For nearly two millennia, it was a symptom and symbol of China’s never-ending problems with “frontier barbarians” who worked continuously to harvest some of the nation’s wealth for themselves (Barfield, 1989). It survives very visibly to the present, albeit now in greatly dilapidated condition except for a few limited restorations. The new Qin emperor also created for his personal afterlife a huge mounded tomb almost half a square km in extent, still unexcavated but, according to recorded legend, containing

a detailed replica of the royal palace surrounded by rivers of mercury. Well-digging in 1974 led to the discovery, about two km away from this location, of a fully equipped “spirit army” buried in two large pits that JNJ 26481585 included perhaps 3000 life-sized Z-VAD-FMK nmr “terracotta warriors” and associated pottery models of horses, chariots, and weaponry. Excavations quickly captured world attention and the work continues, now sheltered and displayed beneath a vast metal hangar that could house a considerable fleet of the world’s largest jet airplanes (Fig. 2). The Zheng Guor Canal system, according to historical records created in 246 BC by the pre-imperial Qin State, was laid out over a course of some 200 km and linked two local rivers. It hugely expanded the agricultural output of the Qin region and helped afford its lord the economic wherewithal to gain

greater control Casein kinase 1 over his rivals. Beyond the constructions subsequently ordered by Emperor Qin Shihuangdi there were also infrastructural projects sponsored by other wealthy “houses” of the region that we still see attested archeologically – dams, canals, vast irrigated agricultural fields, and roads – that are not as well preserved as the displays of royal wealth we see in the Qin emperor’s funereal Terracotta Army. Nevertheless,

these modifications are evident on the landscape and referred to in written records of the time. A third-century historical source quoted by Elvin (1993) vividly portrays the busy cultural landscape of the Qin and following Han periods: “The households of the powerful are [compounds] where one finds hundreds of ridge beams linked together. Their fertile fields fill the countryside. Their slaves throng in thousands, and their [military] retainers can be counted in tens of thousands. Their boats, carts, and their merchants spread out in every direction…. The valleys between the hills cannot contain their horses, cattle, sheep, and swine.

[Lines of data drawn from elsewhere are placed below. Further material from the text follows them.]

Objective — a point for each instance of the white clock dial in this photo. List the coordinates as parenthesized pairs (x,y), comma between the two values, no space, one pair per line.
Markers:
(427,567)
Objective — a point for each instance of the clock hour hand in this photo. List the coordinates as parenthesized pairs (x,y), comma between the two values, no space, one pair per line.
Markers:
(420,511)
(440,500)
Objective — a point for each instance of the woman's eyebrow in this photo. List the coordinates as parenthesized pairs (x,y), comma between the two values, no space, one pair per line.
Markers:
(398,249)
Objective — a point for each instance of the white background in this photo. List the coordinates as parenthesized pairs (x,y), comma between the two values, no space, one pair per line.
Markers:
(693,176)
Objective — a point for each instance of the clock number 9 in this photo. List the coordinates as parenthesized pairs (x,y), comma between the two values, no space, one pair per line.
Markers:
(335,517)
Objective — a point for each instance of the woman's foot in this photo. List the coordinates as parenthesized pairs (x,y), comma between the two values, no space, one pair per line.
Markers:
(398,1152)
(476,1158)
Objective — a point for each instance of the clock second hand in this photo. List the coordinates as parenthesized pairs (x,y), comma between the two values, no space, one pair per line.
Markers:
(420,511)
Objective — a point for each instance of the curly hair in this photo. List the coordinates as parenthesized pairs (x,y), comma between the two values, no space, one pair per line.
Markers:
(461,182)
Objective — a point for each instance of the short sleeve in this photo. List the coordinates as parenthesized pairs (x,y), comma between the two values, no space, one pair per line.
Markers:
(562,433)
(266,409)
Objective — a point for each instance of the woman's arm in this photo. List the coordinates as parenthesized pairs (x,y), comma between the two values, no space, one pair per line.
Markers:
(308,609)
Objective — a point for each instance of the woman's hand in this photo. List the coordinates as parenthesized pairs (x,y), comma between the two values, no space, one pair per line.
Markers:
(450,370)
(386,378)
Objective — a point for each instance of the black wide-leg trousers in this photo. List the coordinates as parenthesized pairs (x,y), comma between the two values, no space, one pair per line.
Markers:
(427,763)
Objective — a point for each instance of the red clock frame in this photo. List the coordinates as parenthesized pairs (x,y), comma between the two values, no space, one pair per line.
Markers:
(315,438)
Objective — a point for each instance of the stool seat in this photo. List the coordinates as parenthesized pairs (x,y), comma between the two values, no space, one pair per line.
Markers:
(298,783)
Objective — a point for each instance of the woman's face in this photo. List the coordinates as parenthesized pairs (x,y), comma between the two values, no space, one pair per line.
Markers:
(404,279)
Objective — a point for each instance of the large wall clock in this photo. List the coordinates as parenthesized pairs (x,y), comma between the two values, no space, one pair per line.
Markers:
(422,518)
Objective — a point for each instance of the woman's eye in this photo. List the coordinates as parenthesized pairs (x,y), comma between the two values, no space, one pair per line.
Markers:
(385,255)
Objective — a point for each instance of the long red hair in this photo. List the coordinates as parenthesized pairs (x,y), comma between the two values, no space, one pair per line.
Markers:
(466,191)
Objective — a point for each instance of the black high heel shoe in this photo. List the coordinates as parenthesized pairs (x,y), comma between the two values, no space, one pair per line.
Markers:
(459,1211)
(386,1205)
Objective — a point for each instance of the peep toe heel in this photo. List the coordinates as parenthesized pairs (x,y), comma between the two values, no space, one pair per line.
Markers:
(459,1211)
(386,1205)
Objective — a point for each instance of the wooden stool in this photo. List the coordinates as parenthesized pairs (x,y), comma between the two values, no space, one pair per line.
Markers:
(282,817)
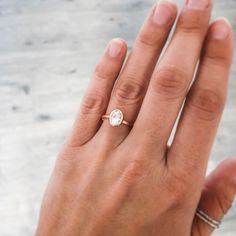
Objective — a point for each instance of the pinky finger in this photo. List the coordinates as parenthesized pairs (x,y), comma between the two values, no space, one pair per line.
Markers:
(95,102)
(217,196)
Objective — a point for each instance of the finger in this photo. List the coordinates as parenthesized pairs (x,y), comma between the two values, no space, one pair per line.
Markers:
(98,94)
(217,196)
(204,104)
(171,80)
(134,79)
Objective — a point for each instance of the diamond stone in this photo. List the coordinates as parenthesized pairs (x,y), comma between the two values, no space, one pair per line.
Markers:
(116,117)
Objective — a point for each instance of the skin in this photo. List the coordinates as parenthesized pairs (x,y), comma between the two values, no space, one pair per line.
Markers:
(127,181)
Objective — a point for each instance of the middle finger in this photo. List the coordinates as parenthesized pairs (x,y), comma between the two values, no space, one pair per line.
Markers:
(131,86)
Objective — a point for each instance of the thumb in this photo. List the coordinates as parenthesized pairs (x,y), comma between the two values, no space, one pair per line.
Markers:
(217,196)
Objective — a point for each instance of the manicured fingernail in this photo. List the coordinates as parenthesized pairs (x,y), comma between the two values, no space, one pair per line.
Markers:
(163,12)
(115,47)
(198,4)
(220,30)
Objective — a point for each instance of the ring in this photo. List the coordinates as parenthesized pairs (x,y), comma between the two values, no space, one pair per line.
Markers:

The great array of huge mounded earth tombs inside the boundaries of modern Xi’an, created by the Han emperors who followed Qin Shihuangdi, further attests the Imperial capacity of the time for enormously labor-intensive construction projects that created large areas of anthropogenic landscape in the Wei River Valley. Each Han tomb was an artificial mountain that took armies of men and animals years to build.